Scientific classification
- Kingdom: Plantae
- Clade: Tracheophytes
- Clade: Angiosperms
- Clade: Eudicots
- Clade: Asterids
- Order: Solanales
- Family: Solanaceae
- Genus: Solanum
- Species: S. chilense
- Binomial name: Solanum chilense (Dunal) Reiche
- Synonyms: Lycopersicon chilense Dunal; Lycopersicon atacamense Phil.; Lycopersicon bipinnatifidum Phil.; Lycopersicon peruvianum subsp. puberulum (Phil.) Luckwill; Lycopersicon puberulum Phil.;

= Solanum chilense =

- Genus: Solanum
- Species: chilense
- Authority: (Dunal) Reiche
- Conservation status: LC
- Synonyms: Lycopersicon chilense , Lycopersicon atacamense , Lycopersicon bipinnatifidum , Lycopersicon peruvianum subsp. puberulum , Lycopersicon puberulum

Species of flowering plant

Solanum chilense is a plant species from the "tomato" subgenus Lycopersicon within the nightshade genus Solanum.

==Description==
===Vegetative characteristics===
Solanum chilense is an erect or decumbent, perennial, 0.5–1.5 m tall, and 1–4 m wide herb with a woody base. The grayish stems become woody at the base and reach a diameter of 8 to 12 mm. The dense, velvety coat consists of white, single row, non-glandular trichomes up to 0.5 mm in length and occasional short-row, glandular trichomes with four or achtzelligen heads.

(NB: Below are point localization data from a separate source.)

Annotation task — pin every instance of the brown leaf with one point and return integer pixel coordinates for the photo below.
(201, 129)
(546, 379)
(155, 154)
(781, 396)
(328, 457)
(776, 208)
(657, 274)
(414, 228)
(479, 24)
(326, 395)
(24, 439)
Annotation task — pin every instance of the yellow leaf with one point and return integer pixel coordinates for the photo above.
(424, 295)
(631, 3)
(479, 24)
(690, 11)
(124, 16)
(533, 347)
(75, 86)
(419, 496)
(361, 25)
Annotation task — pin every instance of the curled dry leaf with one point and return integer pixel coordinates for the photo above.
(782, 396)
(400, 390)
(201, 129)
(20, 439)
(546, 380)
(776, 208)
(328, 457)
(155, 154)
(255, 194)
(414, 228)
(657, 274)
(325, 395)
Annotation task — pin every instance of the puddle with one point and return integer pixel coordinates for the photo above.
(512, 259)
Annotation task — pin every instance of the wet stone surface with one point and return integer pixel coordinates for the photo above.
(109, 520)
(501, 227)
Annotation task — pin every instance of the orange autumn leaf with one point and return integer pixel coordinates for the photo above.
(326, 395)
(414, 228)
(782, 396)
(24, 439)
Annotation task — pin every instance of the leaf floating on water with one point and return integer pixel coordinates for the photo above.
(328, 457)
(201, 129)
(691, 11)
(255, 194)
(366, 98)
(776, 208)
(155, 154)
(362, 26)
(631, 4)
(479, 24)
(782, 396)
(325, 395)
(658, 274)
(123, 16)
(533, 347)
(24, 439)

The sympodial units have two (rarely three) leaves. The internodes are 1–2 (rarely 5) cm long. The leaves are broken imparipinnate, (often only 5 to) 7 to 13 (rarely to 20) cm long and (rarely 2) 2.5 to 6.5 (rarely to 10) cm wide. They are greyish green. The coat is similar to the stem, but with less glandular trichomes.

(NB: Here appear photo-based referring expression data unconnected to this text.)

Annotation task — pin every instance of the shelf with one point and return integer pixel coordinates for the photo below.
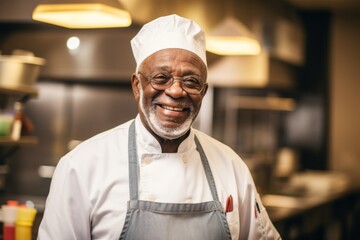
(23, 141)
(29, 91)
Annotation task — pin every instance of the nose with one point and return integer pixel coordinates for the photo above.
(176, 90)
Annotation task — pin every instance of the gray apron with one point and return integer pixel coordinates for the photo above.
(172, 221)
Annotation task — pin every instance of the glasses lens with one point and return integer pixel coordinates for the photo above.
(161, 82)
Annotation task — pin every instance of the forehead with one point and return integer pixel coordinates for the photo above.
(175, 59)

The sheath consists of five to seven pairs of bulk leaves which are narrowly elliptical in shape, a broad-pointed to pointed tip, and inclined to appear sessile.
===Generative characteristics===
The often terminal, 10–12-flowered inflorescence bears pedicellate, yellow, self-incompatible flowers with 5 petals. The anther tube is straight. The stigma is capitate. The globose, 1 cm wide, green, inedible fruits have white hairs.

===Cytology===
It is a diploid species. The chromosome count is n = 12.

==Taxonomy==
It was first described as Lycopersicum chilense by Michel Félix Dunal in 1852. It was placed into the genus Solanum as Solanum chilense by Karl Friedrich Reiche in 1910. It is placed into the section Solanum sect. Lycopersicon.
===Etymology===
The specific epithet chilense means from Chile.

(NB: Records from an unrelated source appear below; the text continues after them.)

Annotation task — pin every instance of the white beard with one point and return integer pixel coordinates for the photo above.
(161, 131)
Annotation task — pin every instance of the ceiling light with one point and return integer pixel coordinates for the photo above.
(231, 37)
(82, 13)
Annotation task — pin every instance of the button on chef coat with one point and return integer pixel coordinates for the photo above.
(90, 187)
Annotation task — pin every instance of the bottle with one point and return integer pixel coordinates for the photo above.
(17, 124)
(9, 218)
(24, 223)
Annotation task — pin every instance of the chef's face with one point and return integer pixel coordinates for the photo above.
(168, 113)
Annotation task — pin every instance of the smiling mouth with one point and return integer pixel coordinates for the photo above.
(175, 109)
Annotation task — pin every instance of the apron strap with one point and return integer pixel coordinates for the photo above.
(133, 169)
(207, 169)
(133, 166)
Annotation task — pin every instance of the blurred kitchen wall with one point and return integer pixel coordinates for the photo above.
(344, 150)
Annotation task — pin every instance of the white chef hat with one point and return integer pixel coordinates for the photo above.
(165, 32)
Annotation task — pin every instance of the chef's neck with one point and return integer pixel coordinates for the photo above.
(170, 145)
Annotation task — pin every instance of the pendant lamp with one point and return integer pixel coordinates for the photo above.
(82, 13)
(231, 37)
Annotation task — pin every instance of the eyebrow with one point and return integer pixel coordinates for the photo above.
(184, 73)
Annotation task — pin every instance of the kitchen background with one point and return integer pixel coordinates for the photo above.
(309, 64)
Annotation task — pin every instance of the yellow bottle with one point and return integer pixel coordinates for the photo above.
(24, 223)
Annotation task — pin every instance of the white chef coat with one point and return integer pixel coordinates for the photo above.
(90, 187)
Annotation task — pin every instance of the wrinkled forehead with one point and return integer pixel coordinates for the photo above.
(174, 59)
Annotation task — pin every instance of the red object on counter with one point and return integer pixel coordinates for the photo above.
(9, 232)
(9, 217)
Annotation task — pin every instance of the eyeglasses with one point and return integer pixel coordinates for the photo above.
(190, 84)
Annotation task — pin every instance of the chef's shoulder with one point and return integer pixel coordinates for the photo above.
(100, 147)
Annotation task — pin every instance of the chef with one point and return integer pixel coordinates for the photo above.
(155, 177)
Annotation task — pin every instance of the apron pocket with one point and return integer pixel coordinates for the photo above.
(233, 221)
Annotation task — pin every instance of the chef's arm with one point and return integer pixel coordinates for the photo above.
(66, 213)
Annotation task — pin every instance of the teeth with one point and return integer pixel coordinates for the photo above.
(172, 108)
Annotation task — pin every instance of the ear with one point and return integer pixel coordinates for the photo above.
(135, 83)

==Distribution and habitat==
It is native to northern Chile, Galápagos, and Peru at altitudes of 0–3300 m above sea level. It is adapted to the harsh environmental conditions and salinity of the Atacama Desert. They grow in extremely dry, rocky areas and in coastal deserts. The flowers and fruits appear consistently throughout the year, but there is a noticeable increase in flowering between September and October.

==Conservation==
The IUCN conservation status is Least Concern (LC).

==Use==
It is used in plant breeding because it is resistant to disease, drought, salt, and cold.